Aqui temos Leena, que está a passar uma fase difícil após a morte da irmã mais nova, que se refugiou no trabalho como mecanismo de defesa e que partilha um apartamento com amigos em Londres. E Eileen, de 79 anos, avó de Leena, que sente que a sua vida precisa de alguma emoção depois do marido a ter abandonado após longos anos dum casamento morno e que vive numa pequena vila da Inglaterra rural. Quando Leena recebe umas férias compulsivas do trabalho, decide que está na altura de trocar de sítio com a avó e afastarem-se das suas rotinas.

Gostei bastante deste livro. Para já, fala numa coisa que eu ando a batalhar há alguns anos, e que é: ser idoso não significa que já estamos mortos, ou que nos tornámos crianças novamente. Temos muito a mania de tratar os mais velhos como pessoas que perderam a capacidade de decidir o que é melhor para eles, ou que têm livre arbítrio para fazerem o que lhes apetece, tal como nós. E fazemos isso esquecendo-nos que, possivelmente, chegaremos ao mesmo ponto, e que, apesar de mais dor aqui e ali, ou mais doença menos doença, no nosso íntimo continuaremos a ser os mesmos, e certamente continuaremos a querer ter as rédeas da nossa vida. E sexo! Com quem nos apetecer! Este livro foi excelente em fazer-nos olhar para o mundo como uma mulher de 79 anos, que ainda tem muito para viver, e só por isso já ganhou muitas estrelas na minha consideração.

Depois, estava bem escrito, com ideias engraçadas, personagens credíveis e que criam empatia, e foi uma delícia de ler do princípio ao fim. Ainda houve para lá um romance entre Leena e outro habitante da aldeia onde a avó vive, que foi, na minha modesta opinião, a parte mais previsível e menos interessante do livro, mas suponho que teria que existir.

Recomendo a todos os que gostam duma boa história, que não têm medo da velhice, e mais ainda se tiverem. Todos os que querem ler um livro que os faça sentir bem.

Boas Leituras!

Goodreads Review

On my quest to read all the chick lit known to man, I came across The Switch, from Beth O’Leary, author of The Flatshare, that I have previously read and liked a lot. And this made me want to jump right to this one.

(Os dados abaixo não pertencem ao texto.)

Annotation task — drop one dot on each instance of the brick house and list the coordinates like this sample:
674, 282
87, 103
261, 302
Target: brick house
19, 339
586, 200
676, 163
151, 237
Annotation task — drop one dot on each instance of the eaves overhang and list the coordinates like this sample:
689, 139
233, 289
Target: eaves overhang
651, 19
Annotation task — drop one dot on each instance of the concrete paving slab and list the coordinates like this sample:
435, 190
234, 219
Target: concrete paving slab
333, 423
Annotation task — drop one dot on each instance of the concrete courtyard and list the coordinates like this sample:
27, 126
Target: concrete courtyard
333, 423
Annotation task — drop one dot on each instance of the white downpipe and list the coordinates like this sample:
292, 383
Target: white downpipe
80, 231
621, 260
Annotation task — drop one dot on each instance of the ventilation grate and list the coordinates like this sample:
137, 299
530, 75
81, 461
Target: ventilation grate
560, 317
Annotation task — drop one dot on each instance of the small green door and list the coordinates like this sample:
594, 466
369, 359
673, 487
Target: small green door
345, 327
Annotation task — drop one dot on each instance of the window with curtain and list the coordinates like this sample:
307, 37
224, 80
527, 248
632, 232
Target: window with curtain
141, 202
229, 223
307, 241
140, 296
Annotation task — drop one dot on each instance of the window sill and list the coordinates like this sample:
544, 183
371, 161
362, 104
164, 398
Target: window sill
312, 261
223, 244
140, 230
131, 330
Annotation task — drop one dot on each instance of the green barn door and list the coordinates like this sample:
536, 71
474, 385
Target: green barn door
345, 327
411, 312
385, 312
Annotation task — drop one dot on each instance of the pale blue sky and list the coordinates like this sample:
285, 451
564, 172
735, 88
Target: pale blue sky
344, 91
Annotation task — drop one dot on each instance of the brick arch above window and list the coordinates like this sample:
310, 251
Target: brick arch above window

Here we can find twentysomething Leena that is going through a rough time after her younger sister passed away due to cancer. She has dived into work as a coping mechanism, but that does not go well, and she finds herself on forced holidays for 2 months. Her grandmother, Eileen, is 79 years old, grieving the loss of her granddaughter, helping her daughter cope, while at the same time recovering from her failed marriage. Leena believes it’s time they swapped places for a while, for her to rest and for her grandmother to find love in London.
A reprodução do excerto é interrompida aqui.